Family vs. ‘The Opioid Epidemic’

WETM Special Reports
February 04 2022 08:00 am

ELMIRA, N.Y. (WETM) – An Opioid Epidemic is when opioid drugs become misused and abused. This can result in severe consequences as extreme as death.

According to the National Institute on Drug Abuse, the state of New York saw 3,224 overdose deaths­­­ involving opioids in 2017.

When individuals are caught with these substances, they face a wide variety of possible punishments; with one couple, it was their parents who are paying the price.

Douglas Preston and his wife are Elmira, N.Y. natives who are parents of two. Preston’s son and his girlfriend became parents of a boy named Arthur.

Arthur was born two months earlier than expected. The same day he was born, his parents were caught with, what they said was marijuana.

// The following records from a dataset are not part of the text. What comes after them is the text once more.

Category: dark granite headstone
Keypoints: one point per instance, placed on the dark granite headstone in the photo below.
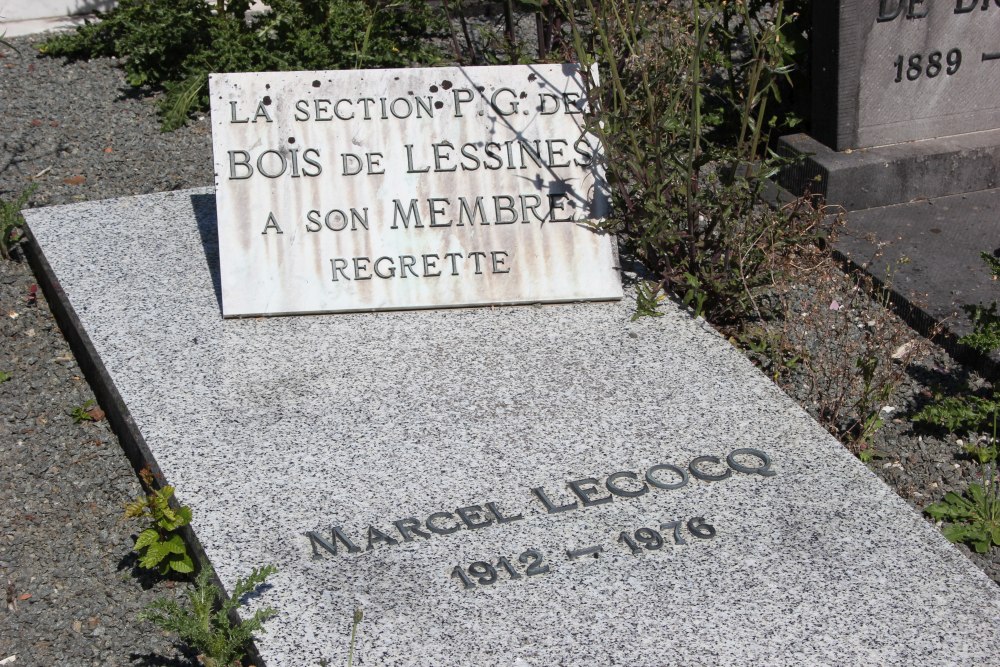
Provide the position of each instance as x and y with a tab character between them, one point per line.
889	71
905	102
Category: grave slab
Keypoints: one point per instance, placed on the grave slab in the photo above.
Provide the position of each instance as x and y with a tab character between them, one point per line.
462	420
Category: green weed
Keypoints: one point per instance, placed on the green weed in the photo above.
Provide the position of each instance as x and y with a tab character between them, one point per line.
204	623
159	545
647	300
11	219
968	410
974	516
81	413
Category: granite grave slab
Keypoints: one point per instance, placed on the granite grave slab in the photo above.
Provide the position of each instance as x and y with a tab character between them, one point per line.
532	485
407	188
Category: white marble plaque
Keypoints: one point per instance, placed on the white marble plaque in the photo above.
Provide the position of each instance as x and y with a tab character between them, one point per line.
410	188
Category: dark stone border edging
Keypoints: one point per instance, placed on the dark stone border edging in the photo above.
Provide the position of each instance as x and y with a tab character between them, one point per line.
118	416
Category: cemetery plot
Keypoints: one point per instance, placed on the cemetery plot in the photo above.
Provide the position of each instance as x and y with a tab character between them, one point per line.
511	486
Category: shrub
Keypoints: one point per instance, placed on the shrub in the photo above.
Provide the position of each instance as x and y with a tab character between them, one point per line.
174	44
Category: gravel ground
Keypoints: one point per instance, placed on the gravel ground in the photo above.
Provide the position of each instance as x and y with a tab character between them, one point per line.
79	133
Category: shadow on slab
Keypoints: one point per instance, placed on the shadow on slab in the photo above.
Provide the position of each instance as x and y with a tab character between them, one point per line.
204	213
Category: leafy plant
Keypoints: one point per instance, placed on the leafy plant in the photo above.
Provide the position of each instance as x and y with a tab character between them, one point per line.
974	516
174	44
204	623
11	219
982	453
81	413
647	300
968	410
159	545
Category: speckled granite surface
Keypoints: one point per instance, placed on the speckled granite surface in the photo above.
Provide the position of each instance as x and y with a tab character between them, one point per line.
271	428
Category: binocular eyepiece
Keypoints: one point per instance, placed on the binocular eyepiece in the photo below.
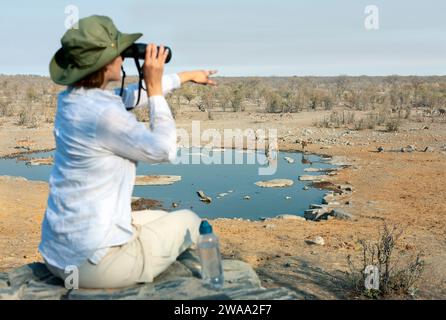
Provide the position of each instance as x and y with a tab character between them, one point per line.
138	50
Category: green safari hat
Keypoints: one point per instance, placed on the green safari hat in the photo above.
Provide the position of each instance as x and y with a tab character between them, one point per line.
91	46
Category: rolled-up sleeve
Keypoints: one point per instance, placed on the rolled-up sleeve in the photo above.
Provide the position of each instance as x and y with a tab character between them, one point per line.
169	83
120	132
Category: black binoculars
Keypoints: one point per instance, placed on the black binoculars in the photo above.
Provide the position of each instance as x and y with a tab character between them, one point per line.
138	50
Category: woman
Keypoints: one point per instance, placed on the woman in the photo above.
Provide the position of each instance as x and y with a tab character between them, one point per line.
88	222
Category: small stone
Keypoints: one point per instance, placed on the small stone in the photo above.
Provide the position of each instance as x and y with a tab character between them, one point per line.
289	160
317	240
203	197
313	170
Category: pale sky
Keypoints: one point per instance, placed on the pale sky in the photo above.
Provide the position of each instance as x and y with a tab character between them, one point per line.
246	37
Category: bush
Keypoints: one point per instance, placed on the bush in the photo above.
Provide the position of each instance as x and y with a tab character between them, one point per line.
393	279
6	109
337	119
393	125
28	118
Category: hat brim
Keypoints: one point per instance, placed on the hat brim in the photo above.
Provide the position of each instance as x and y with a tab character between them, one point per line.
66	74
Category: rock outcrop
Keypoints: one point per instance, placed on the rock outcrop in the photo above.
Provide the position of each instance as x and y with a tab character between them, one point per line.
180	281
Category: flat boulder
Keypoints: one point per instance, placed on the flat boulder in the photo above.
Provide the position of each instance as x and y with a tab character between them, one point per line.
275	183
160	180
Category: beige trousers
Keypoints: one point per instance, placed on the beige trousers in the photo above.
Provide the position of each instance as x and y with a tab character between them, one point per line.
159	238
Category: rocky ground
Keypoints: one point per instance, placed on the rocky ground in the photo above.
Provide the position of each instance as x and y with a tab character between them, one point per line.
395	180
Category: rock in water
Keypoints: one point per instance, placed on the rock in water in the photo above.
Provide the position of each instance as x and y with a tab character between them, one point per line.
275	183
290	217
40	161
313	178
160	180
203	197
317	240
341	214
313	170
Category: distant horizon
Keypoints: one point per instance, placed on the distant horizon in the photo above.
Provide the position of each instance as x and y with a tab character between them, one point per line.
251	38
271	76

Child services gave Preston two options that day: adopt his grandson or give him up for adoption.

“I knew I was going to adopt him from day one,” said Preston. “Even before we brought him home from the hospital, the told me that.”

Douglas and his wife are grandparents who are now raising their grandson for the past 2-years. Preston’s son and girlfriend lived with them for just two days until Arthur found a cap outside and gave it to his grandfather.

Preston knew what that cap was but still went to his local drug store and asked if the cap belonged to a syringe that people use to shoot up drugs.

The pharmacist confirmed that it was, and Preston then told his son, that he had to move out and would not be able to see Arthur until he could prove he was clean and sober.

The change has taken a huge toll on Preston’s mental well-being. “I had to go to the doctors and get medicine to calm myself down to I can keep working,” said Preston.

“It’s really hard because of our age to take on this responsibility of doing it again, raising another kid,” said Preston.

Now he and his wife have been trying to get help from government officials.

“They told us they would help us take care of our grandson until he was 18, maybe even 21.” But that was not the case as Preston continued to say “we ended up being foster parents and then from foster parents, we did the adoption.”

Preston told 18 News that once they did the adoption, they no longer received help from Child welfare.

Douglas said he thinks that other parents in the same situation need to get together and figure out how to get the government to help more.

“They help with everyone else, why wouldn’t you want to help us?”